Antitumor Effect ofbcl-2Antisense Phosphorothioate Oligodeoxynucleotides on Human Renal-Cell Carcinoma Cellsin Vitroand in Mice

Abstract

Background and Purpose: Programmed cell death is a genetically regulated pathway that is altered in many cancers. This process is, in part, regulated by the bcl-2 oncogene. Antisense oligodeoxynucleotides (ODNs) targeted to specific oncogenes have been used with some therapeutic success in animal models of leukemia and melanoma cells and human Hodgkin's lymphoma. We evaluated the effects of antisense ODNs targeted to the bcl-2 oncogene on the proliferation of human renal-cell carcinoma (RCC) cells in vitro and on the growth of human RCC xenografts in BALBc nude (nu/nu) mice. Materials and Methods: Expression bcl-2 mRNA in five RCC cell lines (ACHN, Caki-1, RCZ, RCW, and OS-RC-2) was analyzed by reverse transcriptase-polymerase chain reaction.

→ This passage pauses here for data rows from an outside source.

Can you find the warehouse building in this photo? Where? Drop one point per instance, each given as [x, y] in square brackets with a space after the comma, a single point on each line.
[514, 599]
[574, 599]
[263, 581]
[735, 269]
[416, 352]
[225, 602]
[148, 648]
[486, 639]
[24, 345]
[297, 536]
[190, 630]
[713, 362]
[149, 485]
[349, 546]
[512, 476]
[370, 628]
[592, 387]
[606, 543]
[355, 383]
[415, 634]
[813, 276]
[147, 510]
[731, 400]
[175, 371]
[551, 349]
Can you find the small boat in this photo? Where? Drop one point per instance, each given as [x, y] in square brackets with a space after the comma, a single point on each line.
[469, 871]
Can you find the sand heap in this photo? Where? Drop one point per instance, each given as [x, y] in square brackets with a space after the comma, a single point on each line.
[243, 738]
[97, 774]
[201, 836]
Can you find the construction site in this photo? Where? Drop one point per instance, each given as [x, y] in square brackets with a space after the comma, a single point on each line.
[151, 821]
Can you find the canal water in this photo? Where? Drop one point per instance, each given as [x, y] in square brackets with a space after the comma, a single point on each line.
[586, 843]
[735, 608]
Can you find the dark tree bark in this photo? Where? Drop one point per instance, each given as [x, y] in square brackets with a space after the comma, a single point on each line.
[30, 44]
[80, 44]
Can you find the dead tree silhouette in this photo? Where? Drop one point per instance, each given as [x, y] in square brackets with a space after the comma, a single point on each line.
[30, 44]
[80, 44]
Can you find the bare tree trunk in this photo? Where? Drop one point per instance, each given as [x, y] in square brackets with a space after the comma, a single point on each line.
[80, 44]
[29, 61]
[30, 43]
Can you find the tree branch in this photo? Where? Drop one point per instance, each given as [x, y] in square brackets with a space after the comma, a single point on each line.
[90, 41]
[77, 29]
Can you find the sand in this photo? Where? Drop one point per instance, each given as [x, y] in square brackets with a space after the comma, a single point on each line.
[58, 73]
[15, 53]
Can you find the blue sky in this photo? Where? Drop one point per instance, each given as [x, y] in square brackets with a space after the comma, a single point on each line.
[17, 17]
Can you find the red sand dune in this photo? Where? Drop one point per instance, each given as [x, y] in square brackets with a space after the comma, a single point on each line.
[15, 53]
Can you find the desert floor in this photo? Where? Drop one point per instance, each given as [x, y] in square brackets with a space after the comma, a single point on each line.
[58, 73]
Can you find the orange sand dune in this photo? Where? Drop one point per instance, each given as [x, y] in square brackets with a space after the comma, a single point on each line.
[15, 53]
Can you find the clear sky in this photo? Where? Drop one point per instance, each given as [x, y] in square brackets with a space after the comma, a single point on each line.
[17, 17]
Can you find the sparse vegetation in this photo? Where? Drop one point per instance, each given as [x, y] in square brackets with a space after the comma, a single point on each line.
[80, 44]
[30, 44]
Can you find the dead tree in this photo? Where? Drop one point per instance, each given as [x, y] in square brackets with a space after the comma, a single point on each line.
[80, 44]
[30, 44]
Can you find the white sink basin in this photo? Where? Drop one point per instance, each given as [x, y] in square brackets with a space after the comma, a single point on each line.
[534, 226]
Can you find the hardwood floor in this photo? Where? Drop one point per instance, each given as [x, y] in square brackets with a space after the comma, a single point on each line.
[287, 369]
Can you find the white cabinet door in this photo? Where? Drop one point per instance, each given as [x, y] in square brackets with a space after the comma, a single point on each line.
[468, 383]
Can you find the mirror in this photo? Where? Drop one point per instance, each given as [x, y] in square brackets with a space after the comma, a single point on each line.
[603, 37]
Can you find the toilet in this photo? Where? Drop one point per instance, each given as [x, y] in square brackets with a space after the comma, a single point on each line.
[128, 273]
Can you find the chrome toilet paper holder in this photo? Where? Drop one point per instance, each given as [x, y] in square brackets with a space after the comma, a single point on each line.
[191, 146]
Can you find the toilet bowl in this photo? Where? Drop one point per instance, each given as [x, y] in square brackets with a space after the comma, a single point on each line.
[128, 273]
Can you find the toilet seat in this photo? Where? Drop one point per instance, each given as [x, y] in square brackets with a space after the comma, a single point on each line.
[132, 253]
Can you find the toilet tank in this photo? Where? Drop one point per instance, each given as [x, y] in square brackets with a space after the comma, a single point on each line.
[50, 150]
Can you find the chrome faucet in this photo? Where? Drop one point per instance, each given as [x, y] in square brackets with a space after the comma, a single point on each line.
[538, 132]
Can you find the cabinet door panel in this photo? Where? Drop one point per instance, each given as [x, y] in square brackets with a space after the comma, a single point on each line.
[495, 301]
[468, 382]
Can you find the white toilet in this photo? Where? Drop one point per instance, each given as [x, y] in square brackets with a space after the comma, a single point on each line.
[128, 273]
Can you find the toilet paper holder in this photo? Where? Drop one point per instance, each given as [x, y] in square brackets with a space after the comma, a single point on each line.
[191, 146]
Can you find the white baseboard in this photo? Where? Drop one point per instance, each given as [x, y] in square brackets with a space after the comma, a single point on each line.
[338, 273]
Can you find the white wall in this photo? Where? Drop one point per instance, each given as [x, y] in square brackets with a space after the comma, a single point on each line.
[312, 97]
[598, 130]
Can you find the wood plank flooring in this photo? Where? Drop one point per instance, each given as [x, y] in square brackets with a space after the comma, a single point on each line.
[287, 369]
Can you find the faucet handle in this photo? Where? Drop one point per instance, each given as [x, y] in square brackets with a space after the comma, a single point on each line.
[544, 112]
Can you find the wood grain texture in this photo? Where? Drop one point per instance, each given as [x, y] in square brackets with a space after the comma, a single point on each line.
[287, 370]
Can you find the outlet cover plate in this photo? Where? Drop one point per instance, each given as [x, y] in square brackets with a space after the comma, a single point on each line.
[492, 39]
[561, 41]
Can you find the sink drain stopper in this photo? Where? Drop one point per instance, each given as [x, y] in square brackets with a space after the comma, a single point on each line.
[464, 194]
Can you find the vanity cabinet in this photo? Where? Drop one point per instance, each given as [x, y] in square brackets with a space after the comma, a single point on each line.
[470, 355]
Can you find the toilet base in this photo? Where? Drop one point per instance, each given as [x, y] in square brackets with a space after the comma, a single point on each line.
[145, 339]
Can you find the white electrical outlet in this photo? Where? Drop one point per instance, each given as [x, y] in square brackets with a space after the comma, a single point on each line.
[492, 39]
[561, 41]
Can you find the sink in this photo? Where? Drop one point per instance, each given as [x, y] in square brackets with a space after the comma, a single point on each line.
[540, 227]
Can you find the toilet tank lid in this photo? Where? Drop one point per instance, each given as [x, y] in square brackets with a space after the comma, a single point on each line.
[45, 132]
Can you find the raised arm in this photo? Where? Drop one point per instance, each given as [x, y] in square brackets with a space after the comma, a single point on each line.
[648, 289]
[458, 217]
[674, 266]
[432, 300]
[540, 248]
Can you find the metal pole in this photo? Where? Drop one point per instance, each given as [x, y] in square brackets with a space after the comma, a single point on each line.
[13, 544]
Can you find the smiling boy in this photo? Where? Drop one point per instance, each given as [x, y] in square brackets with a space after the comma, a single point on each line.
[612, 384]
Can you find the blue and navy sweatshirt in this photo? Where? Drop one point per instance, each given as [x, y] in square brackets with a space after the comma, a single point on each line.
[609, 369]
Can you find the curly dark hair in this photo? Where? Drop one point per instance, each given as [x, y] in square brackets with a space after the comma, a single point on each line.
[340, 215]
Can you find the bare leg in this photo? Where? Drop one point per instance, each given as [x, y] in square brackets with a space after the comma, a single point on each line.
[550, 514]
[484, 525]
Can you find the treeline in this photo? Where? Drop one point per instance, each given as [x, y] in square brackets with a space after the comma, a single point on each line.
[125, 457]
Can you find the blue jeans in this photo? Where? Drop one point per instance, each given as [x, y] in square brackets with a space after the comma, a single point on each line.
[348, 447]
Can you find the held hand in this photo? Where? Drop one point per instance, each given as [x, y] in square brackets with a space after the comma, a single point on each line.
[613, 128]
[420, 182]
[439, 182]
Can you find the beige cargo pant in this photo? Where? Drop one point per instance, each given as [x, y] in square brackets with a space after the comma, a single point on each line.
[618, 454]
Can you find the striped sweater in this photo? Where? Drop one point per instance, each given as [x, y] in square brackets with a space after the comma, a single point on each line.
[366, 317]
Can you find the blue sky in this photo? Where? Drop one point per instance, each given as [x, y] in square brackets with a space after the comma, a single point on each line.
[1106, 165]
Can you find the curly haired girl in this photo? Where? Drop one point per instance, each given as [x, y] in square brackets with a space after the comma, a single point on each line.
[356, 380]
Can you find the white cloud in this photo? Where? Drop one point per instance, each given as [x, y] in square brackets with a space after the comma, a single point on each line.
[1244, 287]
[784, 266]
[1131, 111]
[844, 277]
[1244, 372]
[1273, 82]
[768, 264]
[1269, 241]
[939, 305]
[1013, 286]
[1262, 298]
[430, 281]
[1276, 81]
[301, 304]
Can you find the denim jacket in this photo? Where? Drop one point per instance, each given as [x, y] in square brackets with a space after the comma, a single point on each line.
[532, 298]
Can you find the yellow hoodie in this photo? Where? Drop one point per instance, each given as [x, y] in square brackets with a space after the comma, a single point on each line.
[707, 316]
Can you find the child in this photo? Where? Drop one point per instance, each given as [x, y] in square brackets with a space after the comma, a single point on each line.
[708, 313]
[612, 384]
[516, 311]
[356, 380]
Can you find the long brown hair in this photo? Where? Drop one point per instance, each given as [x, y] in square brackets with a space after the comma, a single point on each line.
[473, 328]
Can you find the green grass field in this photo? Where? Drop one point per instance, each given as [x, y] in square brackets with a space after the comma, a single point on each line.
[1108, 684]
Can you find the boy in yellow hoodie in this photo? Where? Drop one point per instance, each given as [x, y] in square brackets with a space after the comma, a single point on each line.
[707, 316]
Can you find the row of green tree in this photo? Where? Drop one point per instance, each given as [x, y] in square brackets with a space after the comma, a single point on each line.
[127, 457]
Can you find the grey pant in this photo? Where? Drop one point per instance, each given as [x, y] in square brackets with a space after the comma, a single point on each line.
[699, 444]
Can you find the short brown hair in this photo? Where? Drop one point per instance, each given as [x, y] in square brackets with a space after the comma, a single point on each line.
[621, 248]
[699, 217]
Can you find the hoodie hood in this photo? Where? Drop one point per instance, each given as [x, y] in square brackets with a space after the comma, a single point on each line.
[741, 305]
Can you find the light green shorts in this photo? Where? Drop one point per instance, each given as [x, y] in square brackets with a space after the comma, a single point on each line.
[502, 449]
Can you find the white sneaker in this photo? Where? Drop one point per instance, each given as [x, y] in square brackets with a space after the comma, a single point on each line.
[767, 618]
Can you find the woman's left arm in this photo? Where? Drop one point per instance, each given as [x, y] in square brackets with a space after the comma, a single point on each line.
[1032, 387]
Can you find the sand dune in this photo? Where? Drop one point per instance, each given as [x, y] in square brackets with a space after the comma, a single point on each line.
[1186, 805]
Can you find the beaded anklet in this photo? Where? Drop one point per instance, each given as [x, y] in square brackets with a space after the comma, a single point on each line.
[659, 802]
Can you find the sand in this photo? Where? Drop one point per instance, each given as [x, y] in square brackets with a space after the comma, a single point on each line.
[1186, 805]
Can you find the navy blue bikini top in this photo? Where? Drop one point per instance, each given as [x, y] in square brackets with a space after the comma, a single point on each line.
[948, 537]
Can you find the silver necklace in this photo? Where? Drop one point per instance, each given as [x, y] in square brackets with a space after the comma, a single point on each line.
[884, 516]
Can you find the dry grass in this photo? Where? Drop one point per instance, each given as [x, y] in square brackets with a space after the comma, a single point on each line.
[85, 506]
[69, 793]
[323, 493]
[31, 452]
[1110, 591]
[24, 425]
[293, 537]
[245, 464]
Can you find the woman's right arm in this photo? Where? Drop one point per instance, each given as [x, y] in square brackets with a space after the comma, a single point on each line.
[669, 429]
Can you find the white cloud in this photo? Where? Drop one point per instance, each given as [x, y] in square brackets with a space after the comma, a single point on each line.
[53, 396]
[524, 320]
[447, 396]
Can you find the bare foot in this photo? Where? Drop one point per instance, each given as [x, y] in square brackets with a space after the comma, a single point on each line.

The effects of phosphorothioated ODNs containing human bcl-2 sense and bcl-2 antisense sequences that were transfected with Lipofectin on the proliferation and viability of cultures of established human RCC cell lines were determined by MTS assay. The expression of Bcl-2 protein in ACHN tumor cells following antisense bcl-2 (AS2) ODN treatment was evaluated by Western blot analysis, and the extent of apoptosis in these cells was determined by fluorescence-activated cell sorter (FACS) analysis. The antitumor activity in ACHN xenografts in nu/nu mice was monitored by measuring differences in tumor weight in treated and control mice. Results: Expression of bcl-2 mRNA was detected in all five RCC lines. Treatment with antisense bcl-2 ODNs inhibited the growth of all tested RCC cells and decreased Bcl-2 protein expression in ACHN cells. The AS2 antisense ODN complementary to the coding region of bcl-2 mRNA showed a superior antiproliferative effect compared with AS1 ODN complementary to the translation initiation region. Inhibition by antisense bcl-2 ODNs of ACHN cells was dose dependent. The FACS analysis revealed that growth inhibition was associated with the induction of programmed cell death. In vivo, AS2 ODN antitumor activity was noted in locally injected groups. Conclusions: Treatment of human RCC with antisense ODNs targeted to bcl-2 inhibits growth and is associated with the induction of programmed cell death. These results suggest therapeutic use of antisense bcl2 in the treatment of RCC.